Checking back to our Lagrange multiplier constraint, we needed \(\lambda(t)=0\) or \(\dot{v}(t)=0\), and here we have \(\dot{v}(t)=0\) at all times \(t\), so this checks out.

So, apparently you’re not supposed to slow down at a stoplight! You should keep off the brakes as much as possible, hoping to zoom through the intersection at full speed with a green light, but ready to slam on the brakes as hard as you can at the last second if you’re unlucky and the light stays red too long. Good to know!

Should I Really Not Slow Down At Red Lights?

Keep in mind that I’m not telling you you shouldn’t brake, I’m just telling you that math is telling you you shouldn’t brake. Probably you should consider safety and whatnot and slow down. This math tells you that you’ll save some energy, but at the same time, other math will tell you that this method will increase wear on your brakes and tires, will likely make you come to a complete stop where balancing or stepping off your pedals can be annoying, and is relatively likely to cause injury or death to yourself or others.

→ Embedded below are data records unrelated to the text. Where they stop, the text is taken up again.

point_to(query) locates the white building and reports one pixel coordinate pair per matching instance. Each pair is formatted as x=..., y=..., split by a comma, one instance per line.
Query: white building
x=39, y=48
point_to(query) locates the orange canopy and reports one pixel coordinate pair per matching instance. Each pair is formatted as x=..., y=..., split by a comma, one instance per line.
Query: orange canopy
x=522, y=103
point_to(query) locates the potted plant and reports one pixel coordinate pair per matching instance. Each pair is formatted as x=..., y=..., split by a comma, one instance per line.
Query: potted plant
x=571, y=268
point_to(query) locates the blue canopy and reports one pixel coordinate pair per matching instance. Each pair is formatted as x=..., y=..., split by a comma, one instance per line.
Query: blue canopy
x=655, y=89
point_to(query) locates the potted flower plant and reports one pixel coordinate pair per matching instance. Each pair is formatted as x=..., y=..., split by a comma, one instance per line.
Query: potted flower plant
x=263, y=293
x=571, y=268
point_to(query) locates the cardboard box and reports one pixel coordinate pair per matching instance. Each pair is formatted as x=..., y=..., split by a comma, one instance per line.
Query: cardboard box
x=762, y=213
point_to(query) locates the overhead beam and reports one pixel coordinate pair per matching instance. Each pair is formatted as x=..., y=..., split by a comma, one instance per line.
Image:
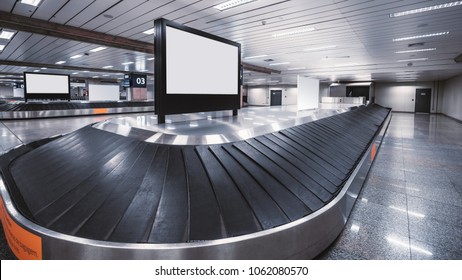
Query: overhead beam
x=260, y=69
x=38, y=26
x=66, y=67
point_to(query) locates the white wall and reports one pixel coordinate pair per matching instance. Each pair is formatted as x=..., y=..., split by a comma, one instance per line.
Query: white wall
x=103, y=92
x=401, y=96
x=451, y=101
x=308, y=93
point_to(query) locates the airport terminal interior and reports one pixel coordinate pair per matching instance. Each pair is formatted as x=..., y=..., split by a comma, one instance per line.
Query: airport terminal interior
x=242, y=129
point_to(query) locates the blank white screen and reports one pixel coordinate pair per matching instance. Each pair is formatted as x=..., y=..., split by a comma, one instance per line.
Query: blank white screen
x=47, y=84
x=199, y=65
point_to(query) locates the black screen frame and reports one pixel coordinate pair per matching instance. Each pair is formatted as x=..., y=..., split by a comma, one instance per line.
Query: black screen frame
x=169, y=104
x=63, y=96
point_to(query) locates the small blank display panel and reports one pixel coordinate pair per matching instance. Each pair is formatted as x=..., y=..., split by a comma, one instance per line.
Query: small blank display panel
x=46, y=84
x=199, y=65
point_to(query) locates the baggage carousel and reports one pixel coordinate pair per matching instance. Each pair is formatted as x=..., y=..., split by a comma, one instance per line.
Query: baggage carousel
x=101, y=193
x=17, y=110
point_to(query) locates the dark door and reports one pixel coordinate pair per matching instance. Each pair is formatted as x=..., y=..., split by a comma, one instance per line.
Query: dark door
x=423, y=99
x=276, y=97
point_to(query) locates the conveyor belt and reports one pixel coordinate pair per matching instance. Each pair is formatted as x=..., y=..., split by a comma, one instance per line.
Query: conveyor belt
x=102, y=186
x=70, y=105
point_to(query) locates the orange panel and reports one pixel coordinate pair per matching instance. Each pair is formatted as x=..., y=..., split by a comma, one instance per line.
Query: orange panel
x=25, y=245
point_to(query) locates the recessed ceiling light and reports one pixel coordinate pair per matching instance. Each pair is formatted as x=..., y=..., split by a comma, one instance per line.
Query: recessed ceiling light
x=320, y=48
x=149, y=31
x=413, y=59
x=34, y=3
x=231, y=4
x=98, y=49
x=420, y=36
x=279, y=63
x=256, y=56
x=294, y=32
x=6, y=35
x=427, y=9
x=419, y=50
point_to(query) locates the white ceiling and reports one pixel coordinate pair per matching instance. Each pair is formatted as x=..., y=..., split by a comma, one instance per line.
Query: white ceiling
x=361, y=31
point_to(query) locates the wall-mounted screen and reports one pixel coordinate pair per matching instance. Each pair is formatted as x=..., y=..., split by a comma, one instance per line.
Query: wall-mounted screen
x=194, y=71
x=46, y=86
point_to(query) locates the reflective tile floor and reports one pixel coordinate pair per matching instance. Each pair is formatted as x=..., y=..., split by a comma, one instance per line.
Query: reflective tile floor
x=410, y=206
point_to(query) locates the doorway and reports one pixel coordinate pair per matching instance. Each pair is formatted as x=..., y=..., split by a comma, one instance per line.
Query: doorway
x=423, y=99
x=276, y=98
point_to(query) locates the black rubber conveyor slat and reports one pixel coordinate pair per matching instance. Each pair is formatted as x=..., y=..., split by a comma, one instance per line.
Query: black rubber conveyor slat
x=103, y=186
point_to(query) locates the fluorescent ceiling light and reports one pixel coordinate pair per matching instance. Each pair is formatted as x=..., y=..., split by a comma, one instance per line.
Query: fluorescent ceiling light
x=231, y=4
x=6, y=35
x=279, y=63
x=98, y=49
x=34, y=3
x=347, y=65
x=419, y=50
x=149, y=31
x=294, y=32
x=256, y=56
x=296, y=68
x=320, y=48
x=427, y=9
x=420, y=36
x=413, y=59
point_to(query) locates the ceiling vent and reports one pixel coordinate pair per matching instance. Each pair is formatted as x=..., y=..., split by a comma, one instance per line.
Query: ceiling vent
x=458, y=58
x=416, y=45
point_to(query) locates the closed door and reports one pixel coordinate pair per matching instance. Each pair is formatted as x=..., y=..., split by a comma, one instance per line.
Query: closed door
x=423, y=99
x=276, y=97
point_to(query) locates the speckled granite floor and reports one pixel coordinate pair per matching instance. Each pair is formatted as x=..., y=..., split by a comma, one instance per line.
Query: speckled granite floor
x=411, y=204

You need to decide for yourself how you’ll balance this tradeoff between energy efficiency and human life. And you have to choose somewhere in the middle; the extreme ends of this spectrum correspond to either being a monster or never leaving your bedroom.

For myself, I’ll probably brake a little bit harder than I would have before knowing this, but nothing too crazy. Human intuition about how you should behave is actually pretty great at taking all of these factors into account, so I probably wasn’t really far off from the true optimum at the start.